Special to United Methodist Insight \ June 20, 2025
Pondering Psalm 1 has given rise to this post.
As I come into the home stretch of life, I see more clearly than ever that the two crowds described in it are still in play today. I am thinking of this within the context of spiritual formation, and with the help of others who have helped me to see what I am writing about in this post. [1] Using different language than the psalmist, but with a kindred spirit, I believe there are two groups we must choose between in deciding who to hang out with.
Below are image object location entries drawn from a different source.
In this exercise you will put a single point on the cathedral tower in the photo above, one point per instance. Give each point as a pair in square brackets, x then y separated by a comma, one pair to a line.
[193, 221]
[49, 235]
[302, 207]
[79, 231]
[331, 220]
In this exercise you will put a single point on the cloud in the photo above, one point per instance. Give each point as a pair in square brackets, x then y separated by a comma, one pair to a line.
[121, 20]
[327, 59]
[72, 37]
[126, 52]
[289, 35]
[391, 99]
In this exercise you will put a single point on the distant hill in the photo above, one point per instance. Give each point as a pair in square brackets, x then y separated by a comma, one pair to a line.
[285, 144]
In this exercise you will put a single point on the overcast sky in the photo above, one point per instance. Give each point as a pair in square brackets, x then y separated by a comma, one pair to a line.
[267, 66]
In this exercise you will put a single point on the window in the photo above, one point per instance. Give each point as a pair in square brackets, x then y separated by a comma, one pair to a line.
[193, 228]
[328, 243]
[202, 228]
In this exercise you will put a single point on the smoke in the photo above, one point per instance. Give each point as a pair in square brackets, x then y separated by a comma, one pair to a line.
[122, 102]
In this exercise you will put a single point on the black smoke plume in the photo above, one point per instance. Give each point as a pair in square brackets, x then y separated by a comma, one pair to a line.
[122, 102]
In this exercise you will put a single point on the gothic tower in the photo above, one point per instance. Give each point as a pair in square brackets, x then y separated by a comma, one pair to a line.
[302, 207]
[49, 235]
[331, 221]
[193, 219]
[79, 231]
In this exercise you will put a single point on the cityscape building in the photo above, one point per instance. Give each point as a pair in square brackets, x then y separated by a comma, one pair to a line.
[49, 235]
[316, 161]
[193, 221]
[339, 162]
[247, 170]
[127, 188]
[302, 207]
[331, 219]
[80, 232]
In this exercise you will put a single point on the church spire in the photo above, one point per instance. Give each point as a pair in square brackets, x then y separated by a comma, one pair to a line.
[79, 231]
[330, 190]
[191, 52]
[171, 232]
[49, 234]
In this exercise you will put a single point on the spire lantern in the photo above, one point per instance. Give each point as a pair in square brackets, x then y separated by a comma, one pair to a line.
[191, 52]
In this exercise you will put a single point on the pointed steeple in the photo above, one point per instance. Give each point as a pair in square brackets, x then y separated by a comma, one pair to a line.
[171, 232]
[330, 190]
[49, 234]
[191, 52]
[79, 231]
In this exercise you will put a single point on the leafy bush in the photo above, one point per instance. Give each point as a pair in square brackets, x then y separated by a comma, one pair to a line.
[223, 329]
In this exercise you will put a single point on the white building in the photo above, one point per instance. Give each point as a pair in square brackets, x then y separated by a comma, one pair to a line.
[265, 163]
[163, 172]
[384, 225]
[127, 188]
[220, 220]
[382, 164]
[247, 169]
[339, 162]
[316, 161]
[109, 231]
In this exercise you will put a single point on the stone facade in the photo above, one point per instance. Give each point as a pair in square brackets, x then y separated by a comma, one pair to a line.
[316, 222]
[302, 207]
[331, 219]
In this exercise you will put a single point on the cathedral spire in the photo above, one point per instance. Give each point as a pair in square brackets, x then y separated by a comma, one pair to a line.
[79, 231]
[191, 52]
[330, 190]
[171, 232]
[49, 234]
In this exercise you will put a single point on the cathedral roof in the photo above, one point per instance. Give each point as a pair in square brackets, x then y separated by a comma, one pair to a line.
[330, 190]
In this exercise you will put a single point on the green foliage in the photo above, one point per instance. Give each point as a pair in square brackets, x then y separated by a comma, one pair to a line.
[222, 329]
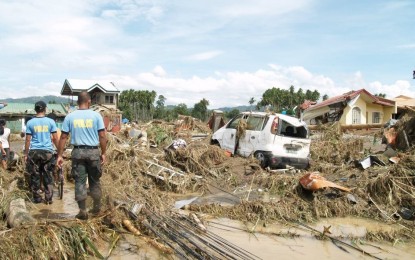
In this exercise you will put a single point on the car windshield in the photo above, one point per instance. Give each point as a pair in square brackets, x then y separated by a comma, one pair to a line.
[284, 128]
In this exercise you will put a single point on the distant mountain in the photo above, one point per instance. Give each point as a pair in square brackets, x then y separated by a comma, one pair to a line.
[240, 108]
[46, 99]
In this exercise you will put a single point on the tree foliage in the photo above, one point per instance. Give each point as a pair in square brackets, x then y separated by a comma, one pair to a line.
[137, 104]
[160, 111]
[282, 99]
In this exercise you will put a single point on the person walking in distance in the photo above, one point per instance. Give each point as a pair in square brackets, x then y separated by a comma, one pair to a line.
[5, 143]
[38, 153]
[87, 132]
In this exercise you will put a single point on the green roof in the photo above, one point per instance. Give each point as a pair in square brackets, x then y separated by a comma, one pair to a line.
[29, 109]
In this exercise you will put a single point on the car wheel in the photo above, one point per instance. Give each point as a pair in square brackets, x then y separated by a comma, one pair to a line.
[260, 156]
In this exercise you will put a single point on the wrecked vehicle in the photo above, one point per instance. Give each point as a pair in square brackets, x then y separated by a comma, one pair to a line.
[276, 140]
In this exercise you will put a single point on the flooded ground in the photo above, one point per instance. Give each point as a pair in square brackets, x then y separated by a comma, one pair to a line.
[66, 208]
[297, 243]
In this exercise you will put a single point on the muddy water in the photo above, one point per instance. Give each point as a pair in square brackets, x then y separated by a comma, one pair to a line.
[60, 209]
[267, 245]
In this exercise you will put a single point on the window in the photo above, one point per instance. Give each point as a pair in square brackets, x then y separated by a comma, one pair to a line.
[376, 117]
[235, 122]
[356, 116]
[254, 123]
[109, 99]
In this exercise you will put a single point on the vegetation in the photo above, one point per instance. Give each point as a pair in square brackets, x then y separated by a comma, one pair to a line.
[200, 110]
[277, 99]
[138, 104]
[231, 114]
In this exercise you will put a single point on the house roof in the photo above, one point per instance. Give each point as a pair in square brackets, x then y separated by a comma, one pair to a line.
[74, 86]
[400, 97]
[351, 95]
[29, 109]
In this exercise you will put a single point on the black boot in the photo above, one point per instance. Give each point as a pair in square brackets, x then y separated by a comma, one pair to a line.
[83, 215]
[96, 209]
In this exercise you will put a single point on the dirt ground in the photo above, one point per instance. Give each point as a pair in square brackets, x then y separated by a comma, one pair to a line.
[164, 203]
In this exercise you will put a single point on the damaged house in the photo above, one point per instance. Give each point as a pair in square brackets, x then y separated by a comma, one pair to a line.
[357, 107]
[104, 97]
[404, 104]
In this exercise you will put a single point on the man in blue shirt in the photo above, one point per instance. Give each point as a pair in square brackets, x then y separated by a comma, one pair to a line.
[39, 153]
[87, 131]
The first one is “the blowing smoke” crowd. These are the ones peddling certainty and a “pure church” mentality steeped in narcissism and arrogance. This group is running rampant in the society and church through imperialism. White Not-Christian Nationalism is the group (with multiple expressions like the New Apostolic Reformation) that is off the rails like a runaway train doing great damage. But the “blowing smoke crowd” is also seen in additional expressions of evangelical Christianity and even in denominational Christianity. Wherever it exists, we can smell the smoke of their “our God’s better than your God” firebrand camps. They welcome all who agree with them and stigmatize the rest. Their “one stop shopping” attitude severs connections with other Christians, to say nothing of adherents in other religions, creating a bunkered community with an end-time theology that justifies domination to whatever extent is necessary.
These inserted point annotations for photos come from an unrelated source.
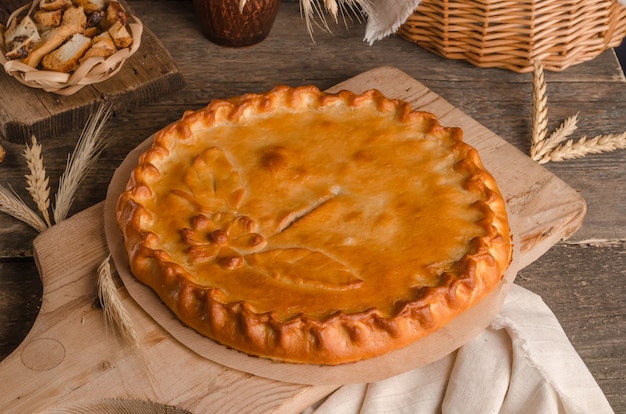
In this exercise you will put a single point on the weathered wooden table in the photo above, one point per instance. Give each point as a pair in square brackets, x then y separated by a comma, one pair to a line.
[582, 279]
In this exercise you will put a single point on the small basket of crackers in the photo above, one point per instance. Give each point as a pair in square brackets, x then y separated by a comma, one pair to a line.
[61, 46]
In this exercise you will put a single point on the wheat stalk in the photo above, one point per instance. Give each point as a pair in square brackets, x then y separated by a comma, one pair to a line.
[12, 204]
[544, 149]
[37, 181]
[114, 311]
[567, 128]
[571, 150]
[90, 145]
[540, 107]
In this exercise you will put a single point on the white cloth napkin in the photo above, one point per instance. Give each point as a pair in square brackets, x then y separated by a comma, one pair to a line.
[523, 363]
[384, 17]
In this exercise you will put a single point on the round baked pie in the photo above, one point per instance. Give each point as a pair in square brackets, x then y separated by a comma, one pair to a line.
[315, 228]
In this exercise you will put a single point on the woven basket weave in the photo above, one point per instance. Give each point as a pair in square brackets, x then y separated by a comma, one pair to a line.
[512, 34]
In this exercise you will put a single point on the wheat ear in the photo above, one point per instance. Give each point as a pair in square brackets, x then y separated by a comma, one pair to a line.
[571, 150]
[13, 205]
[37, 181]
[540, 107]
[90, 145]
[114, 311]
[564, 130]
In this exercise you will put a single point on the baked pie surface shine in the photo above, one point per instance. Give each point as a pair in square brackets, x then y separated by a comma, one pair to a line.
[315, 228]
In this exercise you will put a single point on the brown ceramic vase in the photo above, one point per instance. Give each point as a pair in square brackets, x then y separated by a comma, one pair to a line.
[225, 24]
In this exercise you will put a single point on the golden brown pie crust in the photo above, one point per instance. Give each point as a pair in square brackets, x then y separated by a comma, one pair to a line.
[315, 228]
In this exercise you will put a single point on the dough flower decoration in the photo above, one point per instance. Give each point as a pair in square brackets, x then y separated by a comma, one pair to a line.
[216, 234]
[223, 237]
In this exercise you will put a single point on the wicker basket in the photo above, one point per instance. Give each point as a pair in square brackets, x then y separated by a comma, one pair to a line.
[512, 34]
[93, 70]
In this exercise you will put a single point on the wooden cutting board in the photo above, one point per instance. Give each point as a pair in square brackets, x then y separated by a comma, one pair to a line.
[148, 75]
[72, 361]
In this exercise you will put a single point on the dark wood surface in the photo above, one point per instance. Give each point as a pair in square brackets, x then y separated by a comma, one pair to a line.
[582, 279]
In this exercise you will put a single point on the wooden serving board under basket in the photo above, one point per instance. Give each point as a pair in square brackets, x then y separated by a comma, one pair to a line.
[74, 361]
[146, 76]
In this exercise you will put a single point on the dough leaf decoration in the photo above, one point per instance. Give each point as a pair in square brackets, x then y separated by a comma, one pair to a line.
[304, 267]
[214, 182]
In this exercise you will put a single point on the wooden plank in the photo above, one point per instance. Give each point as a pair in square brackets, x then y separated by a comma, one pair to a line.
[148, 75]
[71, 359]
The second one is the “we’re doing the best we can” crowd. They move with conviction and the humility that keeps them open, relational, and growing. They live a life of love (rooted in the two great commandments and the fruit of the Spirit) that incarnates Micah 6:8. They are confessional in tone, ready to say, “I am sorry. I was wrong” when they are. They are disciples in the root sense of learners who are ever-becoming in the context of infinite Mystery. They eschew an “arrival” mentality, choosing instead to say with Paul that they are pressing on (Philippians 3:12-14). They follow the cosmic Christ “who is all and in all” (Colossians 3:11) and who is making “all alive” (1 Corinthians 15:22). In the spirit of St. Francis, they pray to be instruments of God’s peace.
These two groups do not strictly correspond to the two the psalmist likely had in mind. But they are contemporary expressions of them. We choose which one to hang out with today, as then. And as the psalmist noted, we typically begin our journey with the “ blowing smoke crowd” (we crave certainty) and only later seek to be replanted with the “doing the best we can crowd.” But as the psalmist goes on to say, it is in the second crowd where our lives bear the fruit God intends for us.
[1] There’s no way to list them all. But I would reference Tripp Fuller and Jim Palmer as two of the renegades who keep me thinking about this. I also benefit from Alan Hirsch, Matthew Fox, Miguel De La Torre, Lisa Sharon Harper, Thomas Oord, Michael Beck and Rob Hutchinson, to name a few. Others have certainly been Rachel Held Evans, Diana Butler-Bass, Barbara Brown Taylor, Nadia Bolz-Weber, Jacqui Lewis, Brian McLaren, Richard Rohr, Red Letter Christians, and Walter Brueggemann.